Perhaps being cautious of this lesson, 40-year-old Annalena Baerbock, the Green party’s candidate for chancellor and Mr. Laschet’s fiercest rival, interrupted her vacation on Friday to visit troubled areas in Rhineland-Palatinate.

He called for emergency assistance for those affected, but also made a call to better protect “residential areas and infrastructure” from extreme weather events, which he attributes to the changing climate.

“Climate protection is now: In all areas of climate protection, we need to step up our game and take effective climate protection measures with an urgent climate protection program,” Baerbock said.

It is not yet clear whether it will be enough to remove support for Selin Yeşiller. After enjoying the first wave of excitement surrounding the announcement of Ms. Baerbock’s campaign—she is the only woman vying to replace the country’s first female prime minister—support for the Greens has now dropped to 20 percent in the polls.

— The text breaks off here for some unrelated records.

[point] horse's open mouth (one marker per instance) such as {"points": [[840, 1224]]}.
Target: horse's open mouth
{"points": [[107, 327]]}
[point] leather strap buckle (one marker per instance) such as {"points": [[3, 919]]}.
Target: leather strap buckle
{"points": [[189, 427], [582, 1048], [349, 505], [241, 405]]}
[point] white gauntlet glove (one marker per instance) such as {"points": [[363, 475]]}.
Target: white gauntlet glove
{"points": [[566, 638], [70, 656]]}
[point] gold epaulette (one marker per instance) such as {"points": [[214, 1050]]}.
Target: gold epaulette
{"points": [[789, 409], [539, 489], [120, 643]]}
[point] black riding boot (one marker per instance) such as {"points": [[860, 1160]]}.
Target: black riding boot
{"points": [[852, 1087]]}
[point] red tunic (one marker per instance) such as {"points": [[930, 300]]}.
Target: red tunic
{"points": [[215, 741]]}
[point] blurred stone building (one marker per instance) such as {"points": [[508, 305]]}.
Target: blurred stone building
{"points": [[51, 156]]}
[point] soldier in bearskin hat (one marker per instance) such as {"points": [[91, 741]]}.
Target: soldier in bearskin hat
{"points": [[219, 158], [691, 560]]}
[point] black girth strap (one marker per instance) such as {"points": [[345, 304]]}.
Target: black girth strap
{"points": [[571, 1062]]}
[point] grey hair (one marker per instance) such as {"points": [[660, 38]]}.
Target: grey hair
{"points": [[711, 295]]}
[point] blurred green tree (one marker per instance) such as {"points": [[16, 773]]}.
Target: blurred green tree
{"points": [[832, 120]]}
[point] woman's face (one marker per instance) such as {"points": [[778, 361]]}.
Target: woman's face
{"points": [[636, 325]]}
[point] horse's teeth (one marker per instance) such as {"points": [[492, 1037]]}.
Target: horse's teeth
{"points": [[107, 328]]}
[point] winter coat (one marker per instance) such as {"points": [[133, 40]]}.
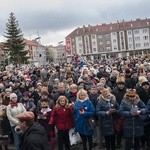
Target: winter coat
{"points": [[62, 117], [63, 93], [119, 94], [144, 96], [35, 138], [12, 112], [72, 96], [133, 125], [28, 104], [81, 120], [106, 121]]}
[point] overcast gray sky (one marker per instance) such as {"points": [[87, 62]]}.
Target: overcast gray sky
{"points": [[55, 19]]}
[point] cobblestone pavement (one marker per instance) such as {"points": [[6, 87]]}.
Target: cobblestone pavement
{"points": [[79, 147]]}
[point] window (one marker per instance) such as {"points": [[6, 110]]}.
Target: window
{"points": [[145, 30], [107, 36], [100, 43], [100, 36], [107, 48], [115, 47], [79, 38], [108, 42], [114, 33], [136, 31], [146, 44], [93, 36], [94, 49], [130, 39], [137, 38], [129, 32], [145, 37], [138, 45], [94, 43], [130, 46], [114, 40], [80, 44]]}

According to recent polls, this puts the party in second place behind Mr. Laschet’s conservatives, who climbed to nearly 30 percent support.

“There will always be extreme weather events somewhere in the world in the next two months,” said Thorsten Faas, a political scientist at the Free University in Berlin. “The focus was set after the disaster in Rhineland-Palatinate and North Rhine-Westphalia. The topic will determine the election campaign.”

Competing to replace Merkel and return the Social Democratic Party to the post of chancellor, finance minister Olaf Scholz, 63, traveled to flood-stricken areas in Rhineland-Palatinate on Friday, where he promised quick help from and from the government. attributed the disaster to climate change.

“I firmly believe that our mission is to stop human-caused climate change,” Mr Scholz told ZDF state television. When the Social Democrats were in power alongside the Greens from 1998 to 2005, he praised his party’s role in passing some of Germany’s first climate laws, but called for a stronger effort to move towards a carbon-neutral economy.

“What we still need to do now is raise all those who resist to the end their expansion targets for renewable energies in such a way that they also work with a CO2 neutral industry to give up that resistance,” he said.

While the current focus is on the role that environmental issues will play in the election campaign, there are also questions about whether the Chancellor, who was the champion of combating climate change until 1995, continued during his presidency of the United Nations. ‘ The first Climate Conference in Berlin actually pushed its own country hard enough.

Once in power, it proved more difficult to persuade his country’s powerful industrial and auto lobbies, key supporters of his conservative party, to do their part.

The result was a law passed by Germany’s highest court. reigned in April was not aggressive enough in its attempts to reduce emissions. He ordered the government to strengthen the law to ensure that future generations are protected.

“We haven’t implemented many things that might be necessary in Germany in recent years,” Malu Dryer, governor of the state of Rhineland-Palatinate, said in an interview with the Funke media consortium.

He urged German consumers to support climate-neutral products and urge the country to “show more momentum”, adding that climate change is no longer an abstraction. “We are experiencing this firsthand and painfully,” Ms Dryer said.

balm eddy reported from Berlin and Steven Erlanger From Sinzig, Germany.